ASU experts weigh in: Is senioritis real?

The blanket term used to define the lack of motivation found in upperclassman could just be masking something else

With spring registration around the corner and graduation in view, senioritis, commonly used to describe senior students' lack of motivation, is making its way through ASU's senior class. 

For Emily Bosak, a senior studying marketing and psychology, senioritis is a mix of a lack of motivation and uncertainty about her future. 

“I am a bit nervous to try and figure out housing and how to maintain relationships I’ve made in college in the real world, as well as adjusting to an 8-to-5 schedule,” Bosak said. 

Bosak said she is ready to move on, so her lack of motivation is attributed to her almost-secured future after college. 
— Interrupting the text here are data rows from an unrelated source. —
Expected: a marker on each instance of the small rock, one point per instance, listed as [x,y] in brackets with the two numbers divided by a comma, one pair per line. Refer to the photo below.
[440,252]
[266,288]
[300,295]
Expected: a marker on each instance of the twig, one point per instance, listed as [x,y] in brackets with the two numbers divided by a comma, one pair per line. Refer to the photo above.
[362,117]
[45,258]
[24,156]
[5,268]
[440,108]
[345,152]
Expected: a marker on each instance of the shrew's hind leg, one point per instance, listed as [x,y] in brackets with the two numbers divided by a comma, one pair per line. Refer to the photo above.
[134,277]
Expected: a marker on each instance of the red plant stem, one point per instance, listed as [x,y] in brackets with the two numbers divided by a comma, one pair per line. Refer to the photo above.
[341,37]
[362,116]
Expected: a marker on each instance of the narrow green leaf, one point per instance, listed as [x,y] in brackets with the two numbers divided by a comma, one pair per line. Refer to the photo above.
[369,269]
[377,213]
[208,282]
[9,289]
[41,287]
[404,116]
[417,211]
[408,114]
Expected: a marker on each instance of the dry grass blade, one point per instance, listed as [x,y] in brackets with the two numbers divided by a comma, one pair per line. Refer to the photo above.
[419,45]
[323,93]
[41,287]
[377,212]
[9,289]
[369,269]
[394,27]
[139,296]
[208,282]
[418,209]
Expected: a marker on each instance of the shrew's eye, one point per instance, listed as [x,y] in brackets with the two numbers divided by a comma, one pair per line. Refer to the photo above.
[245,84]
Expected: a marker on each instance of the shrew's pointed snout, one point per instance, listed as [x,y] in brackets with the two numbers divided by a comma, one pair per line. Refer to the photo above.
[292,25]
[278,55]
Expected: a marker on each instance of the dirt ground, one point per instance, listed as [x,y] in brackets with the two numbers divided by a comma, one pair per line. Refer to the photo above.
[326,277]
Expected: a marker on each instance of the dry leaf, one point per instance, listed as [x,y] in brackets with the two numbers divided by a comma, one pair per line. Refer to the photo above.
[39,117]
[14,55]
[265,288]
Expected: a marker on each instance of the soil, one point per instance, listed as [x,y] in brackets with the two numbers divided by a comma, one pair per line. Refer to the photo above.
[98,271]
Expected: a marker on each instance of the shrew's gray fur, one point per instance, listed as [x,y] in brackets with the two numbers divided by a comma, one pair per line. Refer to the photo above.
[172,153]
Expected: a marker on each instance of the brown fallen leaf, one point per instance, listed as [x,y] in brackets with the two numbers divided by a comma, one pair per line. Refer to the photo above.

“I’ve already been offered a job," Bosak said. "I think it’s just annoying at this point because I see my future, and I know I still have projects and classes to finish before I can graduate and start my life.”

However, according to Aaron Krasnow, the associate vice president of Health and Counseling Services at ASU, senioritis is a mythical disease without diagnosable evidence.

“Senioritis is not an actual thing,” Krasnow said. “It is a collection of feelings and behaviors that tend to make people feel less motivated when describing themselves near a finish line – feeling a decrease in energy and attention with sometimes anxiety and fear towards the future.”

Krasnow explained that senioritis can act as an umbrella term to describe depression and anxiety surrounding one's future. 

“There remains a stigma associated with mental health concerns like depression, anxiety and relationship concerns,” Krasnow said. “One thing that happens as a result of the stigma (is that) people often search for terms that are more acceptable. We are are still not at a point in society where someone can say, 'I'm feeling depressed or anxious about my future.'" 

Krasnow said that students may classify what they're going through as senioritis to express distress that is often times associated with impending or current change.

“It is an overarching placeholder term referring to symptoms that are harder to say out loud,” Krasnow said. 

According to Phillip Scharf, an assistant vice president for student success initiatives for ASU's Educational Outreach and Student Services, senioritis affects all students, regardless of their year in school.

“Even freshmen feel the burnout and just want to get on with the next things,” Scharf said. “With seniors, it’s just more of a cumulative experience.”

According to Scharf, behavioral changes consistent with senioritis occurs more commonly once a student has been accepted into a program or have secured employment.

“Students can stop showing up to things they’ve committed to,” Scharf said. “Or they don’t put the efforts towards those things that they may have before. In extreme cases, students will not complete a minor or major.”

According to Krasnow, the experience of change can be stressful, especially because the design of college revolves around structured change. Intense, unstructured change can cause symptoms associated with senioritis.

Krasnow said that as long as academics are based on semesters, midterms, breaks, A/B sessions and other time blocks, individuals will have stressful responses to those limits. He said the key is for students to interpret what those structures are rather then ascribing a certain sort of meaning to deadlines. 

“When a senior is coming up on their last semester, the word 'last' can be experienced as positive, can be experienced with a negative response or with a balanced response," Krasnow said. "That interpretation of the structure is a large indicator of how an individual can manage the stress associated with the structure.”

According to Scharf, ASU is putting valiant efforts towards upperclassmen's persistence and retention to minimize the risk of losing upperclassmen during their critical last semesters.

“We spent a lot of time ensuring that the first-year experience is engaging and positive," Scharf said. “We're needing to shift our energies towards making those experiences different but still as wonderful to make sure that juniors and seniors are feeling engaged.”

Scharf said that ASU staff members have adapted programs to encourage students with less than a year left in school to finish their degree.

At ASU Counseling Services, professional counseling services, including a 24/7 crisis hotline, are available to enrolled students. 

Krasnow also recommends the ASU Wellness webpage as a great resource to learn more about managing stress and using exercise as a way to treat mild stress and anxiety.

Overall, Krasnow said that, for students dealing with symptoms of senioritis, "a neutral approach to structures and to life as a whole, is the best way to deal with it.”